I looked from the jar up to her, trying to figure out what she was doing. Why she was being kind. But her face didn’t betray her thoughts. She dipped her fingers into the jar and then ran them around my eyes, darkening the skin and then dragging her thumbs down the center of my cheeks in a line. Something about it made the twisting in my muscles let go a little. It felt familiar. I closed my eyes, remembering Myra in the dark of our tent, painting the kol onto my face. And then I opened them, the vision stinging too badly to hold in my mind.

Runa went back to her work on the garlands and I came to stand beside her, taking one into my hands and winding it up the way she had. Halvard shoved the door open, running in and then stopping short, his mouth falling open.

Inge came down the ladder, dressed in a dark purple dress.

“Look at her, Mama.” Halvard was still staring at me.

Behind him, Fiske and Iri came through the door and they, too, stopped to look at me, stiffening. I kept my eyes down, working at the garlands and trying to cool the red blooming over my face. Letting them dress me up for their feast was humiliating. And seeing them look at me like they liked it made me want to cut my own hands off.
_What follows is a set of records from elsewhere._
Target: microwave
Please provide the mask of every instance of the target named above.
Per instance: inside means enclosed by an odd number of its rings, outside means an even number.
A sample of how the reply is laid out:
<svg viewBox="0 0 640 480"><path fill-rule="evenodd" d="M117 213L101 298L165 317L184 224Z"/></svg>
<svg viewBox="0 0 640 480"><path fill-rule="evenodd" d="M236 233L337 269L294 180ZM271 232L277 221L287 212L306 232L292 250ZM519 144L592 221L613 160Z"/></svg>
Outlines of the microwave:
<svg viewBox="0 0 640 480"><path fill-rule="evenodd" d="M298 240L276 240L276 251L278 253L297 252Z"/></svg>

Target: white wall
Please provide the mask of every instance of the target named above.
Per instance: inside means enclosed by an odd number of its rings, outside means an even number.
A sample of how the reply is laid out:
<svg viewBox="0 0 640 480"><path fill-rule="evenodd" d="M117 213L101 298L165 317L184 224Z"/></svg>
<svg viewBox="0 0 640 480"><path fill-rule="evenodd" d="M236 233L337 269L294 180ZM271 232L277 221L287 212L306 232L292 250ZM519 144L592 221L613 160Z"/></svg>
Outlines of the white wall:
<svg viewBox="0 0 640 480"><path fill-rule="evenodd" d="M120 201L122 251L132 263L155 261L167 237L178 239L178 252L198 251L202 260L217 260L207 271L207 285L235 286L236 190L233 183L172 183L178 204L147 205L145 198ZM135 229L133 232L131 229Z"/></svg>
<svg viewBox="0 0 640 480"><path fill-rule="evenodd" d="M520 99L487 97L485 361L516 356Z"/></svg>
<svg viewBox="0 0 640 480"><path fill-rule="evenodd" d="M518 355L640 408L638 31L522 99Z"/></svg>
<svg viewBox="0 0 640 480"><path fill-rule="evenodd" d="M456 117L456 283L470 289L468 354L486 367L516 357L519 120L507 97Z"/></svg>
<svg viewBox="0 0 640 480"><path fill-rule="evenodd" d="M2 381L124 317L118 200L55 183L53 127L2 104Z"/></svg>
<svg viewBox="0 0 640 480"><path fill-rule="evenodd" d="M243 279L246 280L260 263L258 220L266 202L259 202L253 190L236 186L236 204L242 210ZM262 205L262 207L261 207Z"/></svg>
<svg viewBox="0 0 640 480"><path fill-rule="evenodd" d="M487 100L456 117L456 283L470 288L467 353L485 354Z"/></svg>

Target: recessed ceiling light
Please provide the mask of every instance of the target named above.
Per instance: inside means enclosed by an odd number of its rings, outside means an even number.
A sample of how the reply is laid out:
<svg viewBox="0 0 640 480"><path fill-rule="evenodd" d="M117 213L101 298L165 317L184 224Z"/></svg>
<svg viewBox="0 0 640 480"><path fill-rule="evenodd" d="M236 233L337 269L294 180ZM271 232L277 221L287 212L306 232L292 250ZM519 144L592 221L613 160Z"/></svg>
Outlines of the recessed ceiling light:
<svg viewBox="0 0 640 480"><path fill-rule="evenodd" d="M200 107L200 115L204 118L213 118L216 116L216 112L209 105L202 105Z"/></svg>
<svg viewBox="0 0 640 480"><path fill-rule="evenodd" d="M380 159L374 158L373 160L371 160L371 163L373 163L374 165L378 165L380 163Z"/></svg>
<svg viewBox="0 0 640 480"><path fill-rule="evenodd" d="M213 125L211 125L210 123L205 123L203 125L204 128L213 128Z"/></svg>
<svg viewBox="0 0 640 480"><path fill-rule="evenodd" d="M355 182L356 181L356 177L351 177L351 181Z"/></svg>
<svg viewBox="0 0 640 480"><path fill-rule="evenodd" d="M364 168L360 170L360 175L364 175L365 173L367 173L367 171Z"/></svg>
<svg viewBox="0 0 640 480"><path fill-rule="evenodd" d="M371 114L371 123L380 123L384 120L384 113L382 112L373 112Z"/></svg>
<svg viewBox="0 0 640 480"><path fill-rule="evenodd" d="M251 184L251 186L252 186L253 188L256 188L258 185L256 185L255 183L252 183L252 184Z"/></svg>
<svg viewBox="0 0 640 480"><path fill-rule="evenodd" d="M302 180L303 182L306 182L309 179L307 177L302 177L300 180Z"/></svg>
Inge handed Fiske and Halvard baskets, pushing them out the door. Then she pointed to the others on the table. “Bring them up.”

Iri picked up a basket and handed it to me. “You look pretty.” The smile on his face made him look like a little boy.

I looked him up and down before my eyes met his, the anger inside of me coming back to life. “You look like a Riki.”





FOURTEEN


I stood at the entrance of the ritual house in the falling snow, holding the basket piled high with yarrow. The huge archway was a detailed carving of the mountain, the trees etched into it in slanted patterns and the face of Thora, mouth full of fire. Her wide, piercing eyes stared down at me, her teeth bared. In each outstretched hand, she held the head of a bear.

The walls were constructed of huge tree trunks, much bigger than the trees that surrounded the village. Through the doorway, a blazing fire burned in the center of the chamber and elk antlers holding candlesticks hung down from the ceiling. The heat poured out the door, warming the back of me as clusters of snowflakes clung to my dress. Out in the distance, a storm moved toward Fela, carrying a heavier snowfall within its dark clouds. One that would seal me into the village for the winter.

Another dyr held a basket of yarrow on the other side of the archway. Her eyes stayed on the ground, her body perfectly still. She wore a gray wool dress similar to mine, her hair braided back tightly. The collar around her neck was smoothed from years of wear and her blank, empty face said the same thing.

The Riki made their way up the incline in the snow, and my gaze flitted to the forest. A horde of my enemies was moving toward me, weapons strapped to their bodies and I stood there holding a basket of flowers. What was to stop one of them from throwing me on the fire?